With the Dutch parliament arguing about its introduction, a curfew would affect students the most, says the Interurban Student Consultation (ISO)
Translated by Adriana Dancu
Students, from MBO to HBO and University, have had a particularly hard time because of the Coronavirus measures. They are not only affected because of the fact that their social lives have decreased sharply, but also due to less available work and fewer internships. If a curfew is added to this, residual physical education and examinations, which currently happen in the evening hours, would stop altogether. Therefore, education should be exempted from curfew argues the Interurban Student Consultation (ISO).
“It has now been ten months since online education was introduced. Anyone who cares about the students cannot help but be concerned. They can take far fewer in-person lessons, see a huge shortage in the number of available internships and apprenticeships, and are faced with a significant reduction in educational quality. Moreover, the uncertainty in the labor market is unprecedented and students are deprived of almost every form of social contact. The introduction of the curfew will therefore not only lead to a smaller number of house visits, but will also mean that students will be affected on a financial, social and mental level,” the ISO said in a press statement.

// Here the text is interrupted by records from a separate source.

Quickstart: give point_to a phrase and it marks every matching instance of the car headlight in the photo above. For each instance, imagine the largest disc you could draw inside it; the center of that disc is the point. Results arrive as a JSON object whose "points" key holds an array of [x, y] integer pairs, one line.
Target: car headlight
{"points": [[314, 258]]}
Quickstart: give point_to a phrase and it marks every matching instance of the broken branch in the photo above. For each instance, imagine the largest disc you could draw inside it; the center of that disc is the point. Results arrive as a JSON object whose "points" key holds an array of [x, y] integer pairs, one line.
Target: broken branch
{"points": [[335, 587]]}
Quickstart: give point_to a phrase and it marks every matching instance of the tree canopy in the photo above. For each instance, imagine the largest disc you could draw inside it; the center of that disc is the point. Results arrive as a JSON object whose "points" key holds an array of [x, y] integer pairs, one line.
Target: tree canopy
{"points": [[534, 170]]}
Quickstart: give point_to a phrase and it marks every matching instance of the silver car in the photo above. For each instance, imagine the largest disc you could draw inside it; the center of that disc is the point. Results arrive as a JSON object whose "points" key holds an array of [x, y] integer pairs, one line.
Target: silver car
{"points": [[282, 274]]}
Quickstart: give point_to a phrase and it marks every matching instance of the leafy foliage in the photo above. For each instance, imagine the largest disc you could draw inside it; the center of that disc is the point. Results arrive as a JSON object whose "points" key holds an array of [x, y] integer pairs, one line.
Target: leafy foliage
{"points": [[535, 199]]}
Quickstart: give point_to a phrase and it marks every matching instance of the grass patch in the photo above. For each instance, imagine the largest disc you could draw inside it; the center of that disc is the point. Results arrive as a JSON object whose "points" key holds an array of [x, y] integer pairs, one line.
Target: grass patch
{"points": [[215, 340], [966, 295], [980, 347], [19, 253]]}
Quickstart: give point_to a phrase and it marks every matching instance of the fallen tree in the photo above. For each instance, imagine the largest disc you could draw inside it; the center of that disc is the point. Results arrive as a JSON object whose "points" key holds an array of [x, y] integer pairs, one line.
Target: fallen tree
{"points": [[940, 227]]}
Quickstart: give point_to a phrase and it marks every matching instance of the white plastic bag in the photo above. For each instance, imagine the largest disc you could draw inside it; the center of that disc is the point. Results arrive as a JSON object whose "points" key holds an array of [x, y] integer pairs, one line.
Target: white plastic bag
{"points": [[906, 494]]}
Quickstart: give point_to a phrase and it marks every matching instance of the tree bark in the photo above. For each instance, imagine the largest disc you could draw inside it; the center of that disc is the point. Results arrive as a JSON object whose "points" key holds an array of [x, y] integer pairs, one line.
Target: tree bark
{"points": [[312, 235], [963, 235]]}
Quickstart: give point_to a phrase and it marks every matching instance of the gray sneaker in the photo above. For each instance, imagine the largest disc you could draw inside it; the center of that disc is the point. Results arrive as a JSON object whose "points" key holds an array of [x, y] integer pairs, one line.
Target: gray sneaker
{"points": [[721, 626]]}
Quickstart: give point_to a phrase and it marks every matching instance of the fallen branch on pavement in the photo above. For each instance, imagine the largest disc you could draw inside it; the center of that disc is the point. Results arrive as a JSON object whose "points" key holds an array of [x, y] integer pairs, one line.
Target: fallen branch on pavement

For university students, the problem lies mainly with physical education and examinations. In order to keep up social distance while having physical education in universities as much as possible, classes are taking place in the evenings. The vast majority of education is already provided digitally, however, students still cannot participate to many things taking place in universities, reports GIC.
Dahran Çoban, chairman of the Interurban Student Consultation (ISO) says that “the cancellation of already planned exams would be disastrous for students, we risk a massive study delay. For many students, that one evening workgroup every week is their only physical education, going back to 100% digital would be a huge blow for students.”